Essentially, once English-speaking users enter an English search query, the program sifts through foreign-language documents and records to find relevant results, translating those phrases into English before presenting the results to the user. It’s an “English-in, English-out” tool, and the company says its system allows operators to search for foreign documents, find results, and understand their context and meaning without having to speak. language, according to a Jan. 31 announcement.
Raytheon said it used Kazakh, Pashto, Somali, Swahili and Tagalog as low-data foreign languages for its machine learning algorithm, which was also tested against Farsi, Bulgarian, Lithuanian and Georgian.
“The system is designed to be applied to any foreign language,” John Makhoul, Raytheon BBN program manager, said in a statement. “Low-resource languages present a particular challenge for research and translation technologies due to a lack of data for training systems. Raytheon BBN met this challenge by developing techniques to overcome the lack of data and applied them to an end-to-end system that exceeded program goals.
The solution is part of IARPA’s Machine Translation for Retrieving English Information in Any Language, or MATERIAL, program launched in 2017. Raytheon is one of four prime contractors. developing solutions, including Johns Hopkins University, Columbia University, and the University of Southern California Institute for Information Science. Each vendor received a set of training data to develop machine learning solutions. MIT Lincoln Laboratory, University of Maryland Center for Advanced Study of Language, National Institute of Standards and Technology, and Tarragon Consulting assembled the test and evaluation team that evaluated performance.

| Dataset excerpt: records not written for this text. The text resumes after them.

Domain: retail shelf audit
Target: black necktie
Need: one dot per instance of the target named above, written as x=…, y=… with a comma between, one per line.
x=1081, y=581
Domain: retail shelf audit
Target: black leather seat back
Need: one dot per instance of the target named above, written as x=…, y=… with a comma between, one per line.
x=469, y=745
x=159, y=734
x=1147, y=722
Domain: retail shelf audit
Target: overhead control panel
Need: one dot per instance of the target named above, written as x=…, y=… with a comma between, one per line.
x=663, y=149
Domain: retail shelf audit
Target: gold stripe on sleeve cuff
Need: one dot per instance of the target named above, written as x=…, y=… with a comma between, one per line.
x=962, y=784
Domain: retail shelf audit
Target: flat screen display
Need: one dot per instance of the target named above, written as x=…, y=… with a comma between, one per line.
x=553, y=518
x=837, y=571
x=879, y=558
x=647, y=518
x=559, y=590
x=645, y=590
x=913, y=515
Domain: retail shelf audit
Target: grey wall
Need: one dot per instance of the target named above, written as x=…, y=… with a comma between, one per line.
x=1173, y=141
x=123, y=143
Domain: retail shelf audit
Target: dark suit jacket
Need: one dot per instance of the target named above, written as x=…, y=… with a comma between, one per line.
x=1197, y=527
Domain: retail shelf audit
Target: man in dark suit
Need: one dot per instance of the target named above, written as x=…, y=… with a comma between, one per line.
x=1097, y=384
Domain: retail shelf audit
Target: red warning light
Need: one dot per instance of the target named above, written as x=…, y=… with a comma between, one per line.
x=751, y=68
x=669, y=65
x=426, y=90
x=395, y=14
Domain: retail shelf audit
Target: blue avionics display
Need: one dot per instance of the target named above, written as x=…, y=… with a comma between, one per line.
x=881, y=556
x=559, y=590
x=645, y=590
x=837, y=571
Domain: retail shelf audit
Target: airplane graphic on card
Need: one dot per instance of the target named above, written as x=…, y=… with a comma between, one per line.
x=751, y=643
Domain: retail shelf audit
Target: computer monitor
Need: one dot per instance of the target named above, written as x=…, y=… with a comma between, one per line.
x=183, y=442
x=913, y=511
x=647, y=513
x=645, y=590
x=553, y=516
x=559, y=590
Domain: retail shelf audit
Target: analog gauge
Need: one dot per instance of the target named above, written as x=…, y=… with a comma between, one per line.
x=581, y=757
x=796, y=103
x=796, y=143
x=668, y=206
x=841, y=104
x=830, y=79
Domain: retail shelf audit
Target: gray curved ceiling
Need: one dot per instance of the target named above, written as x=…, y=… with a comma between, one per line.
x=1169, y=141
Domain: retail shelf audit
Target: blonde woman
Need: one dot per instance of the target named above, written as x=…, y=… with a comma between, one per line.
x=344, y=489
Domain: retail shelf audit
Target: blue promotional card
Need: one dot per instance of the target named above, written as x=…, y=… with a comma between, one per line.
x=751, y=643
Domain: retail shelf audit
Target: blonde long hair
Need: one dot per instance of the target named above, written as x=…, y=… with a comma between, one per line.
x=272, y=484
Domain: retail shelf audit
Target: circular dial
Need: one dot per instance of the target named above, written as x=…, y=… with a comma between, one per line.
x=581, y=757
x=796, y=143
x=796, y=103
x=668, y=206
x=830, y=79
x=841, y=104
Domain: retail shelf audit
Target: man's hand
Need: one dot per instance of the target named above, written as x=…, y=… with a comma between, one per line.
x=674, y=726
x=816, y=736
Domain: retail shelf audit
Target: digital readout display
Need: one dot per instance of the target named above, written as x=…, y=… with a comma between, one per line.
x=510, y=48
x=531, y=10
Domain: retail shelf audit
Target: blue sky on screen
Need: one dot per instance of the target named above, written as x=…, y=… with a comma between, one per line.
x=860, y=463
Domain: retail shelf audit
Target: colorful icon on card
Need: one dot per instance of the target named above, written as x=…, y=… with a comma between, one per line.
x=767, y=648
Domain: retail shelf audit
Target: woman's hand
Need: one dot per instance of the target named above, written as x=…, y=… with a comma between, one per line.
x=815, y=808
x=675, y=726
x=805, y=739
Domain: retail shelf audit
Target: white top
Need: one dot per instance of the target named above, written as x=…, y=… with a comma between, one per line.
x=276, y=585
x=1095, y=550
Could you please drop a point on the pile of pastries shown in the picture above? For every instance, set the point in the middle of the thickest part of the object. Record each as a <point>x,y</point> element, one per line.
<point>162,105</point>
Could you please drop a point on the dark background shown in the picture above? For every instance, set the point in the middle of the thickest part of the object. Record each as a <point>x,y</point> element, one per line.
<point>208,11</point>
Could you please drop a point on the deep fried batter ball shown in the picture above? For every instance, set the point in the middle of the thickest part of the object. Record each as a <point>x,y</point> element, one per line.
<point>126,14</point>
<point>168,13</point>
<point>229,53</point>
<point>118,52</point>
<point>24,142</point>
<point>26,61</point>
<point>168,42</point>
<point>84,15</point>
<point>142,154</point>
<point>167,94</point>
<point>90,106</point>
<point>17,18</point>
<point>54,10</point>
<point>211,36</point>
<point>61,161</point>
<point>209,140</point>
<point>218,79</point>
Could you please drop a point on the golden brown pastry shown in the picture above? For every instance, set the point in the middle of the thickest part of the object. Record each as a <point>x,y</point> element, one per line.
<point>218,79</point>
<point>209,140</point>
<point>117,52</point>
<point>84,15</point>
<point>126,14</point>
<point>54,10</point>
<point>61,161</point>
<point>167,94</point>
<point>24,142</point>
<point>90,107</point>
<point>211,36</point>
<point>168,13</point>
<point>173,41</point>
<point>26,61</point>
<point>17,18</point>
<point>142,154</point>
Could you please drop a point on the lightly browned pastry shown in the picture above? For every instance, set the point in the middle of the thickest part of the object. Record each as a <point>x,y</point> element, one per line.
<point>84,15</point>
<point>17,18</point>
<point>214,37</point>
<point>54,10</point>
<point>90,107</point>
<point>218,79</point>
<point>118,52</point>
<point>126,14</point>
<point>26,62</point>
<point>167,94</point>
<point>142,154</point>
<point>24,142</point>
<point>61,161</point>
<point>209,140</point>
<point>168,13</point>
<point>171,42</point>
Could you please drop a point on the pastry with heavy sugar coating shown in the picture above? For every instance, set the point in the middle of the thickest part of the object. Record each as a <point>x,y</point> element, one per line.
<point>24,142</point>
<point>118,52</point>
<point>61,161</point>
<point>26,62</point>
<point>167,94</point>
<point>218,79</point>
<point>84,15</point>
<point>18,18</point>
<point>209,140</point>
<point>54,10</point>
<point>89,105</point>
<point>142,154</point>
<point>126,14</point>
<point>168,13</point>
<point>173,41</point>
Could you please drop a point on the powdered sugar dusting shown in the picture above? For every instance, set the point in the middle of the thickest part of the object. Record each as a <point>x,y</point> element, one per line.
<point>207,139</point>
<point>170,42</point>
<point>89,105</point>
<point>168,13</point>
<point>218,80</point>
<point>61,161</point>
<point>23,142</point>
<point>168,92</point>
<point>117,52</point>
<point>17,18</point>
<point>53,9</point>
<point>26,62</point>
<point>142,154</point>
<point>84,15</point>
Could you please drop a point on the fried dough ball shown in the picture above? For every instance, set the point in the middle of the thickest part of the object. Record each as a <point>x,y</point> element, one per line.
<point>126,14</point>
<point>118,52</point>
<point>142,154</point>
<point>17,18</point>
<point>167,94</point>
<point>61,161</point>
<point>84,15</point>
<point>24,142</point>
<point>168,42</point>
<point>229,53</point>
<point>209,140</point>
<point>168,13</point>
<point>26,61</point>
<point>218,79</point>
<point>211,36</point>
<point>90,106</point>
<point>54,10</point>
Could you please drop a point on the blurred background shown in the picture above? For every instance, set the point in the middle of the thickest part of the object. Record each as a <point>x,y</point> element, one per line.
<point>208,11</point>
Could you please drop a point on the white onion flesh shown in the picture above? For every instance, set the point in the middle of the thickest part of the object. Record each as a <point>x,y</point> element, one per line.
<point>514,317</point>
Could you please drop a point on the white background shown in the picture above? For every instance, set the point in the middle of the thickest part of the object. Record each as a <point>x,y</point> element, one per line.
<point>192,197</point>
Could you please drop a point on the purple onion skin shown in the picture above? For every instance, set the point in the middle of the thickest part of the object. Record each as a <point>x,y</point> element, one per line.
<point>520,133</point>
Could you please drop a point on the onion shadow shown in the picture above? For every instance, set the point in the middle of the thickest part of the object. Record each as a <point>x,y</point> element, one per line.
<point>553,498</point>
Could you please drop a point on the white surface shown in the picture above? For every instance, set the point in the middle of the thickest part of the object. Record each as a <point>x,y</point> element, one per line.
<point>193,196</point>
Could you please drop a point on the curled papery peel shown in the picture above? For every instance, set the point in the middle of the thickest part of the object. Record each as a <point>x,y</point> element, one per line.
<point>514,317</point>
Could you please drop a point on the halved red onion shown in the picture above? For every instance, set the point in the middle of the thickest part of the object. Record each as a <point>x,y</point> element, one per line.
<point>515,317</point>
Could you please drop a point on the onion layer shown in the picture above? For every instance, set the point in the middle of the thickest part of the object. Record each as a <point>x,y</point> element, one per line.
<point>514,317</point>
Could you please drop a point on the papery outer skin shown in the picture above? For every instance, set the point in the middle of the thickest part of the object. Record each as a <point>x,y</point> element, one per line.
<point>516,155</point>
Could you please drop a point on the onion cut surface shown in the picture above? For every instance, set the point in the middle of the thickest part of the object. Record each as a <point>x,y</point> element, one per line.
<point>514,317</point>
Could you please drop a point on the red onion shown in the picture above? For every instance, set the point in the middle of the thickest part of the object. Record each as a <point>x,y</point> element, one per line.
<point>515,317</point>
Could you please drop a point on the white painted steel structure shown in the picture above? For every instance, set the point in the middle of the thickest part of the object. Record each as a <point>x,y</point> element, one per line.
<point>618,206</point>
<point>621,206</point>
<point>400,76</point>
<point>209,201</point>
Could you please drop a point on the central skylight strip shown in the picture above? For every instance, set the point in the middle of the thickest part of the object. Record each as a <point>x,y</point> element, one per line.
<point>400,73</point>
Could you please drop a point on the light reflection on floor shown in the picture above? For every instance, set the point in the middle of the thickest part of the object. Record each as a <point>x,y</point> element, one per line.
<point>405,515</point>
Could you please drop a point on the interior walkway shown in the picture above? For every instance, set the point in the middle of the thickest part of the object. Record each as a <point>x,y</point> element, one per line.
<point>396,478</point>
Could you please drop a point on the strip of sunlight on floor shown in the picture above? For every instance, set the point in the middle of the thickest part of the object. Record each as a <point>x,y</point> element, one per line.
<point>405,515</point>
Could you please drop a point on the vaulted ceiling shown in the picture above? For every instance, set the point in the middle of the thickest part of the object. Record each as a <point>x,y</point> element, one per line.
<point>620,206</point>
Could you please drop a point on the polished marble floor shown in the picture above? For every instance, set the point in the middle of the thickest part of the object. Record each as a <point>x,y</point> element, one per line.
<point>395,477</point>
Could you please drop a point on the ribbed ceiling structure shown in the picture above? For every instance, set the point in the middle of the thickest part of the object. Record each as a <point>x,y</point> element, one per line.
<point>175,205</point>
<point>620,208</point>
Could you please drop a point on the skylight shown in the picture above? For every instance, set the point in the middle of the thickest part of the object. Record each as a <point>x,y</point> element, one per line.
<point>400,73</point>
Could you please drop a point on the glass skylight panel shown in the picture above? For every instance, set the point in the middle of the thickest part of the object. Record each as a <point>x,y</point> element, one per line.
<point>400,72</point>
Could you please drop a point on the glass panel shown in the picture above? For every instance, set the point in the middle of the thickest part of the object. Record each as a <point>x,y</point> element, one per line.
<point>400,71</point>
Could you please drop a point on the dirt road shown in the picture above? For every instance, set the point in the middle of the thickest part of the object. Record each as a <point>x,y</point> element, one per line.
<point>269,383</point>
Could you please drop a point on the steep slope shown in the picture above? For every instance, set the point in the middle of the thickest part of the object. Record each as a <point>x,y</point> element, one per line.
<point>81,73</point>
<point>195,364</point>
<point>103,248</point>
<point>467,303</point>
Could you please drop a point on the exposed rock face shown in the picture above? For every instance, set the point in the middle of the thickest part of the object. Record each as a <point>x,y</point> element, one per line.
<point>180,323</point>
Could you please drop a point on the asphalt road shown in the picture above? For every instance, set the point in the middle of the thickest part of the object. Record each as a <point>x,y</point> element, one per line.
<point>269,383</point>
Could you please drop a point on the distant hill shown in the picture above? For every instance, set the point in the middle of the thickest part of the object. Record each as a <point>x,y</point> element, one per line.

“The tools and techniques developed through the program will enhance our ability to find, review and analyze foreign language content without the need to learn the language,” Carl Rubino, IARPA MATERIAL program manager, said in a statement. “For low-resource languages where expertise is minimal, these new features provide a significant advantage.”
Raytheon Technologies did not disclose the value of its contract with IARPA, although it noted that it had been working with the organization on the solution for four years. In a statement at the time of the initial awards, Columbia University said its grant was $14 million.
Nathan Strout is the editor of C4ISRNET, where he covers the intelligence community.